—Où divagueraient-ils? demanda, sententieux, le Peintre. Il n'y a que de l'eau.

—Ici, dit Avertie, tout le monde a son poisson. On sort. Psst! Psst!... il vous suit, le poisson. Il a un anneau dans le nez et, le soir, quand on rentre, on l'attache au pilotis. Ils sont très fidèles et les plus gros sont bons de garde.

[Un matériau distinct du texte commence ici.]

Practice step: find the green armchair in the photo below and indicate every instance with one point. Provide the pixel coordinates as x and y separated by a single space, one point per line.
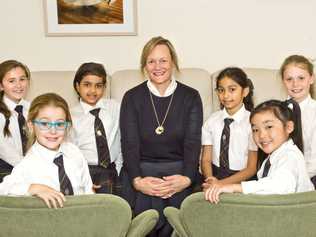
239 215
87 215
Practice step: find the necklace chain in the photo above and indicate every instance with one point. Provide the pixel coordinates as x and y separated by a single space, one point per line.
167 111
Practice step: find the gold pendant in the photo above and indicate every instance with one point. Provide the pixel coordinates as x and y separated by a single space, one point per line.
159 130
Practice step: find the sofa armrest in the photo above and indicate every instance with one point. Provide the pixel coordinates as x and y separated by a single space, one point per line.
143 223
173 217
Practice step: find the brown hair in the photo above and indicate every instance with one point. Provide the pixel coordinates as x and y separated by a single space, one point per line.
41 101
95 69
301 62
5 67
150 45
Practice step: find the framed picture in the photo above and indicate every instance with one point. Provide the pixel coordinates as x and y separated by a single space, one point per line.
90 17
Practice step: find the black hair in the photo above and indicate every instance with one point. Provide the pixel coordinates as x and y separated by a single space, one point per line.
241 78
90 68
285 111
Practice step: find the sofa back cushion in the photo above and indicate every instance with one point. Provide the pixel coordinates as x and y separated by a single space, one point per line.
122 81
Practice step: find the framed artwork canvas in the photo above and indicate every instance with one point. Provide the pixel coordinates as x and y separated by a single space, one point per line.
90 17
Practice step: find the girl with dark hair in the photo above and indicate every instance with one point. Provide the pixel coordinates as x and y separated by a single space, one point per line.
277 132
14 82
229 153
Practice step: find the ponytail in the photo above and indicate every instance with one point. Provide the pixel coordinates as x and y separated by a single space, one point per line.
248 101
296 135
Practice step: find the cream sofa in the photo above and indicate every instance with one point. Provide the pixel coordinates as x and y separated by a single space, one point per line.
267 84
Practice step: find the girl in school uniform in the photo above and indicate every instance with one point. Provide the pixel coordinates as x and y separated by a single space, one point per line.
297 74
52 167
96 128
277 132
229 154
14 83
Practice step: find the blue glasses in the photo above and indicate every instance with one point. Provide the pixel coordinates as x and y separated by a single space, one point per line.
45 125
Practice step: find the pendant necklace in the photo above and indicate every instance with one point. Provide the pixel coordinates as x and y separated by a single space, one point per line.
160 129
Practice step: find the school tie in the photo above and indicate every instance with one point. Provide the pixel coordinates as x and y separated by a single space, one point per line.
22 127
64 182
266 168
101 141
223 156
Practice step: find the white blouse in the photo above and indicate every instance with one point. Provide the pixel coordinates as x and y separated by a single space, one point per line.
38 168
11 146
240 141
83 134
287 173
308 114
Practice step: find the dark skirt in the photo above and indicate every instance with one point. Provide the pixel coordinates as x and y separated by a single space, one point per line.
107 178
313 179
141 202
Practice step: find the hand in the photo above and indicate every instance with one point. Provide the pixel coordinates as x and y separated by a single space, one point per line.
148 185
174 183
95 187
209 181
50 196
213 192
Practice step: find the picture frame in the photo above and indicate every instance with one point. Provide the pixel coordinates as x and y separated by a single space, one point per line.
90 17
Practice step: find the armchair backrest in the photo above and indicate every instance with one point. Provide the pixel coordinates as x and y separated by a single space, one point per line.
241 215
87 215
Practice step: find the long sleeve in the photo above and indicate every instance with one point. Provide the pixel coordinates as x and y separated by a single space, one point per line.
192 137
10 147
287 173
17 183
130 137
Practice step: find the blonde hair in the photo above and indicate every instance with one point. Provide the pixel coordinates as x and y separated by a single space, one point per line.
150 45
301 62
41 101
5 67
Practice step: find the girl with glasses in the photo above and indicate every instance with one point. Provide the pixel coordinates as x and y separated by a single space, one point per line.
52 167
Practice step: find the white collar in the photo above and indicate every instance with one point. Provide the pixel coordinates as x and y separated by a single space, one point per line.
237 116
46 153
87 108
170 89
11 104
280 149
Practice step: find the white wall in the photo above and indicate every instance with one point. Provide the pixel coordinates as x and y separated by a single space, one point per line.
210 34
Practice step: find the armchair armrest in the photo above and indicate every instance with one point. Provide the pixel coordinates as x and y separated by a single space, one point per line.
143 223
173 216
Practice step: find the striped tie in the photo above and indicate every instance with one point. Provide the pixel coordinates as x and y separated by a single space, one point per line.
64 182
266 168
22 127
223 156
101 141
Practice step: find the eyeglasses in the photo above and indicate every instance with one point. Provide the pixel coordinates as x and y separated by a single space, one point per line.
45 125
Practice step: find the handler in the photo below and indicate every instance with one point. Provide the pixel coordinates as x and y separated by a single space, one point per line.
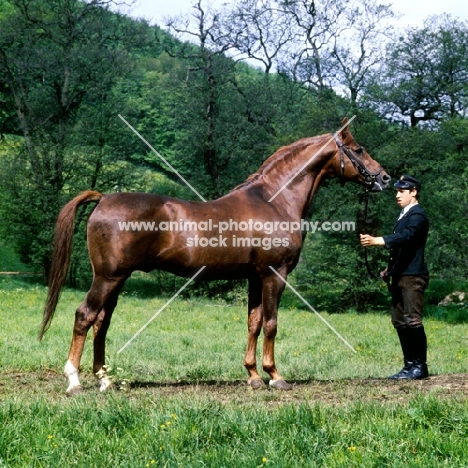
408 276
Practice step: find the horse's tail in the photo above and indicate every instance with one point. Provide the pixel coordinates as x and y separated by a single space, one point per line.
63 242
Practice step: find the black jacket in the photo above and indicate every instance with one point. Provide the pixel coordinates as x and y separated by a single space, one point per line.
407 244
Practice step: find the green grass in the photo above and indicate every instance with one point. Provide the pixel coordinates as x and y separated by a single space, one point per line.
180 399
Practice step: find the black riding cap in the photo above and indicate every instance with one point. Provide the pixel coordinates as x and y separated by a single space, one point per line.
407 183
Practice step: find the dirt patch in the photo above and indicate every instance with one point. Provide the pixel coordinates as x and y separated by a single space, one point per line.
51 384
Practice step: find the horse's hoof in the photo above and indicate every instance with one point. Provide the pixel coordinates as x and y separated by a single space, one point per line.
72 391
104 384
280 384
256 383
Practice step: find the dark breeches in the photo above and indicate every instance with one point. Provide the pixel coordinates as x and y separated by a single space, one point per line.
408 300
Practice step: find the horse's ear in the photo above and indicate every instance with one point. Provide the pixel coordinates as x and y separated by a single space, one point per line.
345 131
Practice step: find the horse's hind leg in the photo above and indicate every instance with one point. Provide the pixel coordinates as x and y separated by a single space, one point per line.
100 327
255 319
85 316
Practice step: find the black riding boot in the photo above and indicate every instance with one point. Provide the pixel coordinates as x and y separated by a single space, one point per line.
419 369
406 342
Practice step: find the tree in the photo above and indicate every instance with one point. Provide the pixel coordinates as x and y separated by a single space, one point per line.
423 77
56 58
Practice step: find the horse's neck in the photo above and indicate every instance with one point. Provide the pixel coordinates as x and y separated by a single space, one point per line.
295 183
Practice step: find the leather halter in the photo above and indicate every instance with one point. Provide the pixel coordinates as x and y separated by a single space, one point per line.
369 177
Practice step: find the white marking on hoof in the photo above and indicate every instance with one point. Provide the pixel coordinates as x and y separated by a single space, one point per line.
104 381
280 384
256 383
74 382
74 390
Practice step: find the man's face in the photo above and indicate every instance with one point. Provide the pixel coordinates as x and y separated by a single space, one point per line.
405 197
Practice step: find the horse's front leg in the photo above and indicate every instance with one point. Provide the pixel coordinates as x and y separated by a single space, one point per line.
272 289
255 319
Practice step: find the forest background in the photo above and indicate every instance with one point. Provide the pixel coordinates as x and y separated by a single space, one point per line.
216 92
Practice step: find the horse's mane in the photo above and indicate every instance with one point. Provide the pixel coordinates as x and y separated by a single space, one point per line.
284 155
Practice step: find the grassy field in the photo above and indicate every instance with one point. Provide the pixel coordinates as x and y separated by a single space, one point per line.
180 397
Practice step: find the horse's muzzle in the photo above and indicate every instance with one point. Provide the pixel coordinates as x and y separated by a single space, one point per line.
381 182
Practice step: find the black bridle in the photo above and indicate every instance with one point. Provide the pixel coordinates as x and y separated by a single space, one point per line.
370 179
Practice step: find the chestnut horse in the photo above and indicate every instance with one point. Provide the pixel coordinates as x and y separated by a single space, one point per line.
262 212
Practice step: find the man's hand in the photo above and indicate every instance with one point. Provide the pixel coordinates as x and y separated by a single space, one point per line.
367 240
384 276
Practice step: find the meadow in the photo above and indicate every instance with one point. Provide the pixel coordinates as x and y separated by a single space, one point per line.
180 398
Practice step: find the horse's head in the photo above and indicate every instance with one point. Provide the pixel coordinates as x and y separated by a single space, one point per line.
356 164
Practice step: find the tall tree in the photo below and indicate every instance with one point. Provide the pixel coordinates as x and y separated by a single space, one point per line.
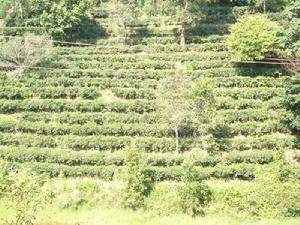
203 99
188 12
23 53
173 99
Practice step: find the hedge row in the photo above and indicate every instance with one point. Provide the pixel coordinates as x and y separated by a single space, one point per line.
263 93
19 31
61 105
239 171
244 115
43 80
149 144
249 82
100 143
272 142
254 128
137 74
13 92
84 118
110 129
115 128
133 93
166 40
227 116
139 106
145 64
121 49
130 58
70 158
238 104
35 81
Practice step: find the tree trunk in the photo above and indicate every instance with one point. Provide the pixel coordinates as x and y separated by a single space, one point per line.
154 7
182 36
177 139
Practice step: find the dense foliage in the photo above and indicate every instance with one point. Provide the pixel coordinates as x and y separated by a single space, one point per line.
73 117
253 37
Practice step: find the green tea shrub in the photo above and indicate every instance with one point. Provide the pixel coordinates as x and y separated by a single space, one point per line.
137 184
253 38
22 192
163 200
83 193
192 194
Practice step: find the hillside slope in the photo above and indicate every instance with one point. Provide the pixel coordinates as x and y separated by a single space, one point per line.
76 116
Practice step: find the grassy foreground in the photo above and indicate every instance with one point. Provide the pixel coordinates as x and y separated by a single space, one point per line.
104 216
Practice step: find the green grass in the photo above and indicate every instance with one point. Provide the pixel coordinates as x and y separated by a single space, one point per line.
104 216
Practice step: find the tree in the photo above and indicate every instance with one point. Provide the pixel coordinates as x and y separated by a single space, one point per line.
21 53
173 99
15 12
137 183
66 20
204 101
188 12
253 37
290 40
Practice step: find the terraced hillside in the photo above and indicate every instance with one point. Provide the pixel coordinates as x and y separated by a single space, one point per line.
78 115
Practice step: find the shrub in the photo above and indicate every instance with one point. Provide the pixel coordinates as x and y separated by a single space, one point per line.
252 38
22 192
137 182
193 195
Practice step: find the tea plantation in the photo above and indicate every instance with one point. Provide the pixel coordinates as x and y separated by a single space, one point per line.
78 114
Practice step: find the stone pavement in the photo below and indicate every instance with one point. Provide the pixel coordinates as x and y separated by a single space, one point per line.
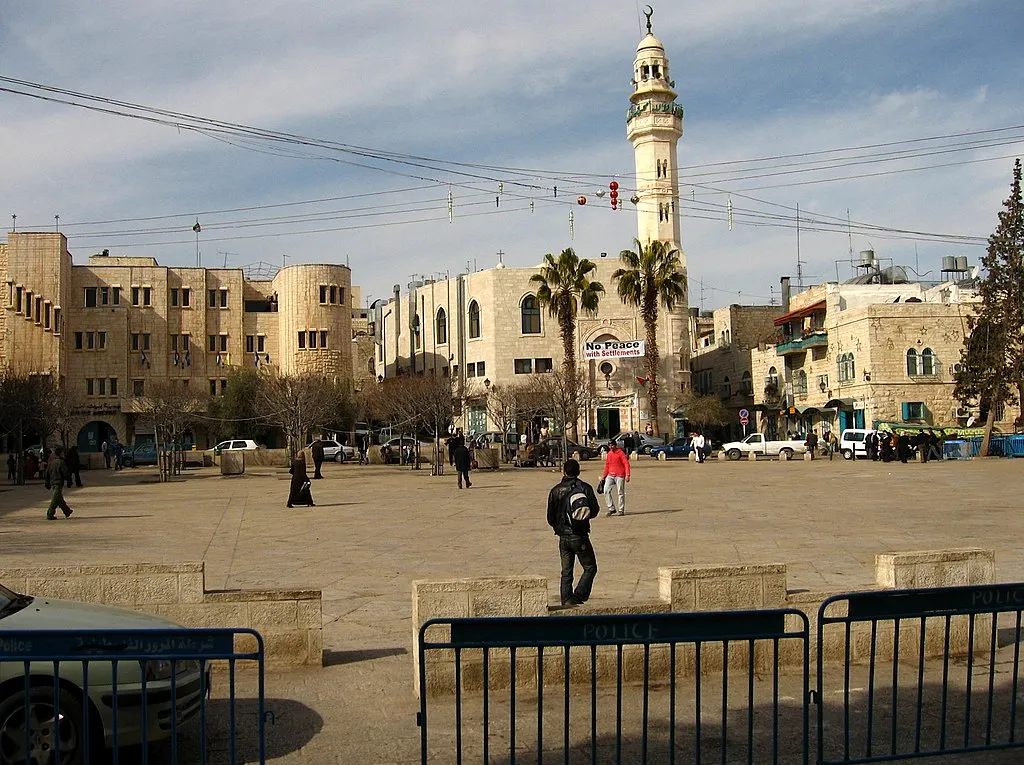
377 528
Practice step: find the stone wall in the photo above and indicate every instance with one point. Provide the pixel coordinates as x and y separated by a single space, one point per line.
691 589
289 621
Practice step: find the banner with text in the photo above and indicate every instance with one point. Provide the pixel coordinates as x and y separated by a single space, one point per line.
613 349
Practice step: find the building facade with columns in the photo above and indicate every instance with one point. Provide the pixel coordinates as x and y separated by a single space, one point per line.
112 328
486 328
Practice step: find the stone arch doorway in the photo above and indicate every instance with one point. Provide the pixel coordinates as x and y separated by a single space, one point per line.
92 434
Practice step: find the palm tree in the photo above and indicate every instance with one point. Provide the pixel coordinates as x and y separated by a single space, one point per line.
564 285
652 277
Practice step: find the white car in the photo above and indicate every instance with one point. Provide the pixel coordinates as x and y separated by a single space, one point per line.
235 444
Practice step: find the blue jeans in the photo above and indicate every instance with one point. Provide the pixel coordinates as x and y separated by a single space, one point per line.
571 547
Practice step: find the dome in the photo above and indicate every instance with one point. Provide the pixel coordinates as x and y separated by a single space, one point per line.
650 43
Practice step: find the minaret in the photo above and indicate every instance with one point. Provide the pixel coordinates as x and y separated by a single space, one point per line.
654 125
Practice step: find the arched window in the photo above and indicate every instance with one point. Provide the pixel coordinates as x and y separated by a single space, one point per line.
911 363
530 315
928 363
440 327
474 320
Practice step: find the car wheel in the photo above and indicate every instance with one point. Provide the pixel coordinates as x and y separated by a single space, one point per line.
35 715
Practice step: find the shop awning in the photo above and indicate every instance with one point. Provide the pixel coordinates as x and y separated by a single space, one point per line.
839 404
800 312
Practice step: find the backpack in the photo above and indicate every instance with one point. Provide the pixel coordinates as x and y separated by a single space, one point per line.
577 504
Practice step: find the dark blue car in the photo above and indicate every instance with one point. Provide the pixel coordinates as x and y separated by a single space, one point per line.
678 448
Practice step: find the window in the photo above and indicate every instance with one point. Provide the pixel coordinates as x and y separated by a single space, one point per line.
913 411
800 383
474 320
911 363
440 327
530 315
847 372
928 363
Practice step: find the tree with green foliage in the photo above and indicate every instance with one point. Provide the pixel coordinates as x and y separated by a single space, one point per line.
565 286
992 372
652 277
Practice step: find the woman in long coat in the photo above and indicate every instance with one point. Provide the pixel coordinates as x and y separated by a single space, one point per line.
298 493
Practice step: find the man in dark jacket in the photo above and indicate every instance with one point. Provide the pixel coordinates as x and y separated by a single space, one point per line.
74 467
463 462
573 536
317 452
56 474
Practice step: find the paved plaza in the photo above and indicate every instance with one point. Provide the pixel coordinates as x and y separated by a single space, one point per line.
377 528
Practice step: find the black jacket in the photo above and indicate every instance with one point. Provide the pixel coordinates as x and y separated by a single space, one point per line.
557 518
461 457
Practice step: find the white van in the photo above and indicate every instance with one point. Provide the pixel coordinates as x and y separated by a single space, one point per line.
851 443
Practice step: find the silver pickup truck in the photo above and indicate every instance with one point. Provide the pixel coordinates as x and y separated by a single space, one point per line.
758 443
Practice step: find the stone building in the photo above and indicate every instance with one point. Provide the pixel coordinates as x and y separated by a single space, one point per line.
721 364
487 329
114 327
866 355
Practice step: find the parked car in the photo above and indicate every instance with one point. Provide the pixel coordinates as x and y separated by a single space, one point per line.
232 444
757 442
139 455
678 448
641 441
851 443
337 451
36 704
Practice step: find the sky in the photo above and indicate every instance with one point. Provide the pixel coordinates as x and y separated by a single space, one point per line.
892 124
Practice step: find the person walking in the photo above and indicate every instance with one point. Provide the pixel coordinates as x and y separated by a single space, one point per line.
56 474
298 491
74 467
615 475
316 449
699 444
463 462
570 506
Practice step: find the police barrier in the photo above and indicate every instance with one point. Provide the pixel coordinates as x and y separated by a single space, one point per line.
664 687
925 672
66 696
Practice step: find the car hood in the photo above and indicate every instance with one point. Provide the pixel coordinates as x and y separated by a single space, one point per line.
46 613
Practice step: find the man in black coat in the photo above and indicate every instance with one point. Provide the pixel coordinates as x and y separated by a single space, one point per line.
317 452
463 462
573 536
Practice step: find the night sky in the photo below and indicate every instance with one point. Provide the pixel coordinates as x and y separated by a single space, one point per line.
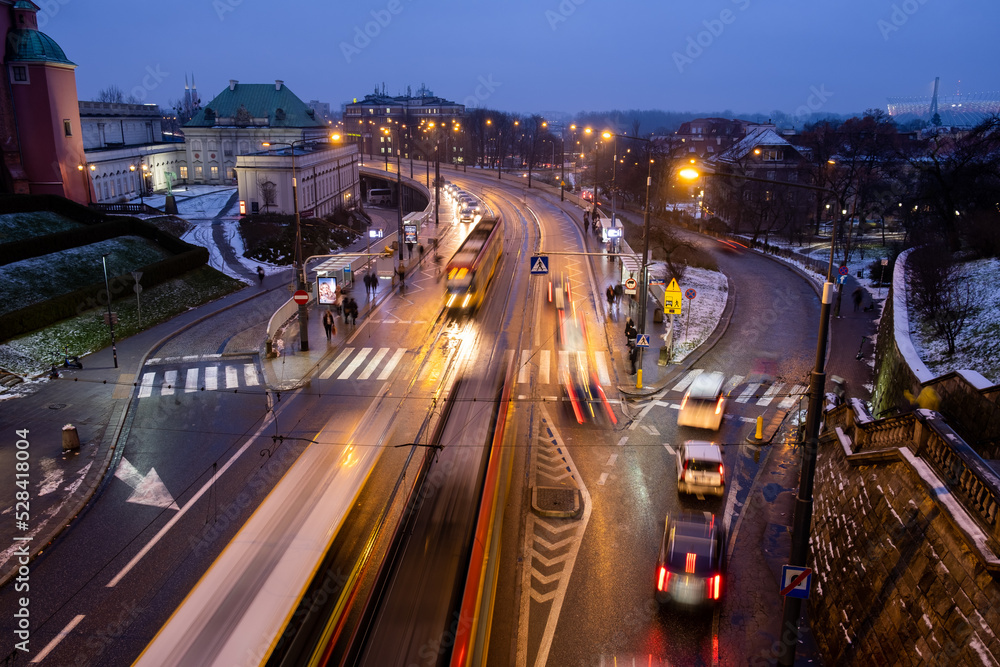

—Des requins, alors? demanda Floche, et qui finit de rire dans un bâillement. Elle passa sa main aristocratique sur sa figure fraîche, en se déclarant esquintée «comme au temps de la grande Exposition, où elle fournissait huit heures de marche par jour».

Elle se réjouissait déjà d'en finir bientôt avec ce «satané voyage» pour rentrer à Paris et y dormir quatre jours d'affilée, sans remords, pour se reposer. Puis, comme elle remettait ses gants:

—Si vous ne trouvez pas cela monstrueux, d'enfermer ses mains dans ces machines trop petites? Et quel bien cela peut-il faire à l'humanité, je vous le demande un peu!

Les Pèlerins s'esclaffèrent.

—Oh! c'est bien heureux encore que je sois bête pour vous faire rire et qu'Avertie puisse prendre mes mots en note!

À quoi Avertie s'empressa, en effet.